# Logo für den Druck optimieren?



## Rayne (11. April 2009)

Hallo.

Ich habe vor, mir T-Shirts und Pullover mit meinem Logo drucken zu lassen, bin mir aber nicht ganz sicher, ob die spitz zulaufenden Linien nicht zu dünn sein könnten für den Druck generell und für den Druck auf Kleidung.

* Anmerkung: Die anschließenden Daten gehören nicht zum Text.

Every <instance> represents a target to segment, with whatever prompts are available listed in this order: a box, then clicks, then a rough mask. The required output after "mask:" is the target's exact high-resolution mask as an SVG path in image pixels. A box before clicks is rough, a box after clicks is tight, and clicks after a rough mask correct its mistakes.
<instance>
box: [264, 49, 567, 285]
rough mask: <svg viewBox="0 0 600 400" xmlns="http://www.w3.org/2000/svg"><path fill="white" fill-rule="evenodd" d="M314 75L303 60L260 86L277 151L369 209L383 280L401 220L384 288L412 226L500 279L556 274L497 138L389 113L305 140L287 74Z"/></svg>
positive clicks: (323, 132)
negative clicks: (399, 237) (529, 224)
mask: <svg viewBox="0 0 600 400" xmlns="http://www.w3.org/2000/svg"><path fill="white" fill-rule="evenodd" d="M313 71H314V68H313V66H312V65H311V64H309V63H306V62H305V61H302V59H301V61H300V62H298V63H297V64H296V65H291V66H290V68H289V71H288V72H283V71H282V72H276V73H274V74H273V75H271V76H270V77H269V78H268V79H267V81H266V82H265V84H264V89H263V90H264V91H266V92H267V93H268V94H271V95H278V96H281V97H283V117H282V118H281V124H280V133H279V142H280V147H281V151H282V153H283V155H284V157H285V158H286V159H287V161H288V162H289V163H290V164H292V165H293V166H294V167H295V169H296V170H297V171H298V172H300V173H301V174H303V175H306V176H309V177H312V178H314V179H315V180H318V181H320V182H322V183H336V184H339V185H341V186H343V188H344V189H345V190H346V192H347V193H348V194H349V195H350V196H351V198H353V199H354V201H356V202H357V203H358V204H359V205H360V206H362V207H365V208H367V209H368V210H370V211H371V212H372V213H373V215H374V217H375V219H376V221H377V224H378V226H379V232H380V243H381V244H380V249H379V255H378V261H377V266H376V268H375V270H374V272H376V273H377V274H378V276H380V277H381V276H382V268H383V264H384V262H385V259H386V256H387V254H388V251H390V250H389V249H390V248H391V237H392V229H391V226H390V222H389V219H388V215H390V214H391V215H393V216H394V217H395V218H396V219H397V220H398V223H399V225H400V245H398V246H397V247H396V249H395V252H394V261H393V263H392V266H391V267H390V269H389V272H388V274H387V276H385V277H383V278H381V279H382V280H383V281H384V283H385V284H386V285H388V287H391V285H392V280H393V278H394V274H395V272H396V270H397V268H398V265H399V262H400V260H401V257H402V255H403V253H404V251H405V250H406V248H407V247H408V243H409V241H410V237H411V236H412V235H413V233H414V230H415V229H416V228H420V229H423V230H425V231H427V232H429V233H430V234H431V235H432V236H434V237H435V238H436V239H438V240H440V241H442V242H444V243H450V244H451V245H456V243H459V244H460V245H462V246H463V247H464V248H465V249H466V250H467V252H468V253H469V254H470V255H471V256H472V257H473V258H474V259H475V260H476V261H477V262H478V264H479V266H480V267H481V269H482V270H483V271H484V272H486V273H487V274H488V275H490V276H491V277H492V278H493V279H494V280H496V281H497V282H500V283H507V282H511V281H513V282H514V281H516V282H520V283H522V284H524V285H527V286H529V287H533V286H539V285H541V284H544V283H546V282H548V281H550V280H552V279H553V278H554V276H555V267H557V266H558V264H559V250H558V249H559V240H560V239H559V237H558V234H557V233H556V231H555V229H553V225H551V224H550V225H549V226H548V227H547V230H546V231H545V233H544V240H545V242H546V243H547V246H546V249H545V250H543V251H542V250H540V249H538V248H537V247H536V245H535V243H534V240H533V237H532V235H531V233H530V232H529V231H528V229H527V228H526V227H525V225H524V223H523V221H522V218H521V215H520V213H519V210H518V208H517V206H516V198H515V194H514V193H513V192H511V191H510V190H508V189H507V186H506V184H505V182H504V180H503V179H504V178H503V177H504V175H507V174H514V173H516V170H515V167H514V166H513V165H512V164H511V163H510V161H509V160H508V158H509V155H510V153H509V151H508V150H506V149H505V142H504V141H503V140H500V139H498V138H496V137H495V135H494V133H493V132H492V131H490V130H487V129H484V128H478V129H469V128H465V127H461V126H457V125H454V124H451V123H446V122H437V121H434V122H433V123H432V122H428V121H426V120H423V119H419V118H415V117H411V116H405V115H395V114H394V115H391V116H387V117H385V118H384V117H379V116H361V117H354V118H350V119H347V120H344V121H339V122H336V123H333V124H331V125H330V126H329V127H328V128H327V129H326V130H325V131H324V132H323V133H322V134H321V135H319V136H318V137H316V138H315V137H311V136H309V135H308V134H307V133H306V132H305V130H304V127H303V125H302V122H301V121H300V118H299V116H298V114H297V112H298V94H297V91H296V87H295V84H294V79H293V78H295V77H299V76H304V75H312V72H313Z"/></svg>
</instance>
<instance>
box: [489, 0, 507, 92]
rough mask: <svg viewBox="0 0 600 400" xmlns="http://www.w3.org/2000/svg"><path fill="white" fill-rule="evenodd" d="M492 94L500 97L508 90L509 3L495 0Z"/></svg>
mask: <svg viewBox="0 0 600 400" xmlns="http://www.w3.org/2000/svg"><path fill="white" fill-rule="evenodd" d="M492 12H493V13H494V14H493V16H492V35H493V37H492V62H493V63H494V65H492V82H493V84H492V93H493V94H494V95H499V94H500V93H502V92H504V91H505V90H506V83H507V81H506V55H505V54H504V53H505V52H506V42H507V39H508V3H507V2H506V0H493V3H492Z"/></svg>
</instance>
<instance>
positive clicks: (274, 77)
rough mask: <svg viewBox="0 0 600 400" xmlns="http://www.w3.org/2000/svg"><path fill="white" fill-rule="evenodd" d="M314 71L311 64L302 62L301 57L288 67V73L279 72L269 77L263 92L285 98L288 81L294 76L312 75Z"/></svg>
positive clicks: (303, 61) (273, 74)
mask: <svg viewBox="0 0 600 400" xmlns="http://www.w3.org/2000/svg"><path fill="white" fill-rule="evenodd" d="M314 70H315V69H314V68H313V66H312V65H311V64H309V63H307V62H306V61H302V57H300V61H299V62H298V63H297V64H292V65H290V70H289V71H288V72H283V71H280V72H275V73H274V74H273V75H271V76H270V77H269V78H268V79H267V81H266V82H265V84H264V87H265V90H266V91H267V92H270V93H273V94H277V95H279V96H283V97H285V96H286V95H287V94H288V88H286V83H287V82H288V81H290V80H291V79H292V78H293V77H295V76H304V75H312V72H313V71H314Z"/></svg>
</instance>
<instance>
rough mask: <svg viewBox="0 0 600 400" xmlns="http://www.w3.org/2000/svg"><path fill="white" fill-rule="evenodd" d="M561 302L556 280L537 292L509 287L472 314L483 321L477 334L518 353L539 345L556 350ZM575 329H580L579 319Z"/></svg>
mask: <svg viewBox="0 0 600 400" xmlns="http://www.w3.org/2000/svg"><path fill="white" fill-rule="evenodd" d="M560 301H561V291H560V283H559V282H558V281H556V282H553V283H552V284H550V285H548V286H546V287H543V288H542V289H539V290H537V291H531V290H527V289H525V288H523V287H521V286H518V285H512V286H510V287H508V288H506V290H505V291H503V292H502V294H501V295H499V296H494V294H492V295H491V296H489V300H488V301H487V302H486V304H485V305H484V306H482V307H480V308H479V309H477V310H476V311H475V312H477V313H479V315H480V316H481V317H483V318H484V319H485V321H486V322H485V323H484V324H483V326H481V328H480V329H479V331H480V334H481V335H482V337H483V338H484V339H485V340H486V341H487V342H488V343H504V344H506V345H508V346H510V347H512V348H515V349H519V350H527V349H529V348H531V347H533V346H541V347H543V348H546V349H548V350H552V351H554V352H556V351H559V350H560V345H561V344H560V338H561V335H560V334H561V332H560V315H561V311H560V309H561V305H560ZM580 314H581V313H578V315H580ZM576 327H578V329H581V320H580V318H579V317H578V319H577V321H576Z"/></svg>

Die Fachleute in dem Forum hier können mir da vielleicht nützliche Tipps geben 

In diesem Zusammenhang würde mich natürlich eure Meinung zum Logo interessieren.


----------



## ink (11. April 2009)

Moin
Da würde ich speziell den Drucker fragen ob er/sie es plotten kann.
Ist von Mensch und Maschine unterschiedlich.
Ich denke mal du hast es als Vektorgrafik vorliegen?

Hmm, also das Logo könntest du vielleicht ein wenig aufpeppen, wenn du zB das untere "V" vom Fallschirm als "V" von "DiVe" nehmen würdest, dann würde es auch näher zusammenrücken und mehr zusammengehörig ausschauen.

Mfg


----------



## Rayne (11. April 2009)

Ok, danke für deine Antwort 
Ich hatte damals einige Entwürfe, die sieses "V" genauso umsetzen, aber das pasts mit der Trennung Sky-DiveZone nicht ganz. Das sah dann so aus, als hieße die URL Skydi-vezone.

Ich habe noch einen alten Entwurf angehangen, den ich gerade wieder gefunden habe. Den finde ich eigentlich auch ganz gut. Was haltet ihr davon?

http://www.sky-divezone.de/Other/9.jpg


----------